Cette identité entre crise écologique et crise économique est d’ailleurs inscrite dans la signification profonde des deux notions. On oublie souvent qu’étymologiquement parlant, les mots écologie et économie sont cousins, voire frères. Ils partagent le préfixe « éco », du grec oikos, qui désignait à la fois la maison en tant que bâtiment et la maisonnée en tant que groupe d’appartenance et de solidarité. Pour les Grecs, l’éco-nonie, l’oikonomia, désignait justement l’art de gouverner sa maison et d’en gérer les ressources avec sagesse. Cette acception originaire de la notion d’économie, essentiellement familiale, était en elle-même empreinte d’un souci de type écologique : il s’agissait non seulement de satisfaire aux besoins de la maisonnée, mais de le faire en fonction de certaines normes (nomos) communautaires qui déterminaient la valeur des choses et des êtres. En son sens le plus profond, on peut donc dire que l’écologie, renvoie à la connaissance (logos) des règles devant présider à l’organisation économique de la maisonnée.

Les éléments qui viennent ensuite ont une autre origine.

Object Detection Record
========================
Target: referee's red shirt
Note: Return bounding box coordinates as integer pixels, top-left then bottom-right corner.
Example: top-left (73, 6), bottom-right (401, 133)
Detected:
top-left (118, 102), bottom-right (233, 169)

L’écologie n’est donc pas la rivale de l’économie. Il ne s’agit pas non plus de deux « paramètres » devant être technocratiquement contrebalancés, comme le veut l’idéologie du développement durable. Étymologiquement, l’écologie et l’économie, c’est en fait la même chose. Ce qu’on appelle « crise écologique » n’est rien d’autre qu’une crise de l’économie au sens large, une crise des formes institutionnelles et des idéologies qui médient notre rapport à la nature. Dire que l’écologie doit être politique c’est donc, tout simplement, reconnaître que c’est en commun qu’il faut repenser notre manière d’habiter et de façonner le monde.

Gabriel Nadeau-Dubois est essayiste. chroniqueur et candidat à la maîtrise en sociologie.